La Guadeloupe s'embrase, pas la Réunion

Nicolas est un journaliste réunionnais passionné de politique. De temps en temps, le Pirate lui pique un papier tiré de son blog, Le reste mérite d'être dit. Celui-nous a plu, parce qu'il pose un regard plein de recul sur la situation comparée aux Antilles et à la Réunion.



 La Guadeloupe s'embrase, pas la Réunion
La Guadeloupe s'embrase, la Réunion reste calme...mais pas indécise
Ici (ndlr à la Réunion), c'est le grand calme. Il y a bien quelques petites inquiétudes concernant de possibles émeutes comme en 1990 -lorsque la chaine de télévision tv freedom fut contrainte de fermer- mais en dehors de quelques sympathiques happennings rien de bien méchant et en tout cas pas de morts dans des affontements. Pourtant la question du pouvoir d'achat se pose aussi ici avec les mêmes symptomes. Le monopoles de quelques uns sur l'importation entraîne une hausse mécanique des prix, la faiblesse de la production locale parfois vampirisée -comme la pêche dont le produit est acheté massivement par des firmes japonaises- oblige à importer beaucoup et rallonge la note. L'étroitesse du marché, enfin, est peu propice aux économies d'échelle.

Mais ce n'est pas d'économie dont on parle dans l'océan Indien parce que ce sujet revient fréquemment dans le débat local.

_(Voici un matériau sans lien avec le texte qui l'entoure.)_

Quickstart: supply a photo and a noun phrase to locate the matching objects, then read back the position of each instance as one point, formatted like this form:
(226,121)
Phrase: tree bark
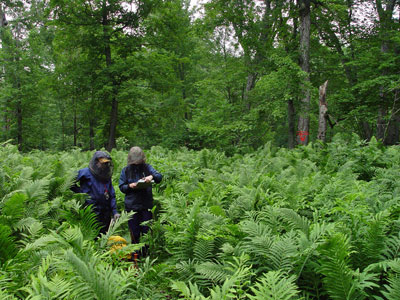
(19,123)
(304,118)
(292,125)
(3,20)
(383,123)
(323,110)
(114,102)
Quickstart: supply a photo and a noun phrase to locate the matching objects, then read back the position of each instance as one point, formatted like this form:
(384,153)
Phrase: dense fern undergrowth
(316,222)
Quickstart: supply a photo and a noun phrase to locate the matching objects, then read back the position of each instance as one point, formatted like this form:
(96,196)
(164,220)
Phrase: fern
(203,250)
(340,281)
(214,272)
(295,220)
(7,244)
(275,285)
(86,219)
(392,289)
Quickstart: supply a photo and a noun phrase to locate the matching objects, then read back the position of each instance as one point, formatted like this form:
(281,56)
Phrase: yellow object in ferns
(117,243)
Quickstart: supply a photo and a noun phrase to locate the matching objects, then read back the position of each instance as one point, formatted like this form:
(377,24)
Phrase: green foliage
(274,223)
(275,285)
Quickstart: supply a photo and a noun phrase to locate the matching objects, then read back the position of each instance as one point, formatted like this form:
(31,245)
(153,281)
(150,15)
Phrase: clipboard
(141,184)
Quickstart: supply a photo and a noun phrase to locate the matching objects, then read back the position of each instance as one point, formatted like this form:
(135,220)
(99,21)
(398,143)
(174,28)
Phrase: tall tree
(303,126)
(106,26)
(388,118)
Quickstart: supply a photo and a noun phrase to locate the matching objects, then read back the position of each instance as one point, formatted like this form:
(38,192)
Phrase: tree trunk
(19,123)
(114,102)
(323,110)
(3,20)
(383,123)
(75,122)
(304,118)
(251,82)
(366,129)
(292,125)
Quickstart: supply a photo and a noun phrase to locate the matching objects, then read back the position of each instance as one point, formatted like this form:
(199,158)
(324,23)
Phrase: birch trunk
(304,118)
(323,110)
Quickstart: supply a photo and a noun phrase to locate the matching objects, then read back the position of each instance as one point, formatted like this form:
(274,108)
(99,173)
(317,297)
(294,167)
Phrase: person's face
(103,165)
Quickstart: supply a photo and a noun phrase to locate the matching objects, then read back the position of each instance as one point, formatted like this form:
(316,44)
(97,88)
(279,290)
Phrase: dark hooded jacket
(137,199)
(97,185)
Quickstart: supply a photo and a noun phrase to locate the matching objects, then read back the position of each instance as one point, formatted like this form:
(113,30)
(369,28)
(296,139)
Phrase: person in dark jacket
(138,195)
(96,182)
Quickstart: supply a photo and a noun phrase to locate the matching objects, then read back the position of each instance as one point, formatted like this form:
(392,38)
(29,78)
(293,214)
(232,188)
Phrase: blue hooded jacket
(96,191)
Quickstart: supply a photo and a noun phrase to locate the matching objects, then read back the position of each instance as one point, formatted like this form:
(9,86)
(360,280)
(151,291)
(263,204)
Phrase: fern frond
(189,293)
(375,239)
(275,285)
(94,280)
(282,253)
(295,220)
(234,285)
(14,207)
(8,248)
(340,281)
(203,250)
(186,269)
(37,190)
(86,219)
(215,272)
(392,291)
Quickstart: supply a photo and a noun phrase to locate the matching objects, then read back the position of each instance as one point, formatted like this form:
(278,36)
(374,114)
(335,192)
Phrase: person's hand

Il est plutôt de bon ton, ces temps-ci, de constater la grande différence entre les Antilles et la Réunion dans l'art de la revendication. "Les premiers se font toujours entendre quand la deuxième est plus discrète", vous diront nombre d'observateurs. Tiens un signe: tout le monde connait en métropole le zouk mais le maloya? Il en est de même pour la cuisine. Les réunionnais en rient à chaque fois que quelqu'un leur demande s'ils cuisinent le Colombo. Mais, il y en a aussi pour déprimer et considérer que les Réunionnais sont bien trop gentils. Dans le même temps, les quelques uns qui ont vécu aux Antilles et à la Réunion, vous le confirmeront: ce n'est pas le même climat social et sociétal qui règne et la tolérance réunionnaise est une réalité. Alors trop mous les Réunionnais? D'abord moins focalisés sur la couleur de peau, c'est sûr, même si les remarques xenophobes ou racistes existent quand même (et tout le monde en prend pour son grade).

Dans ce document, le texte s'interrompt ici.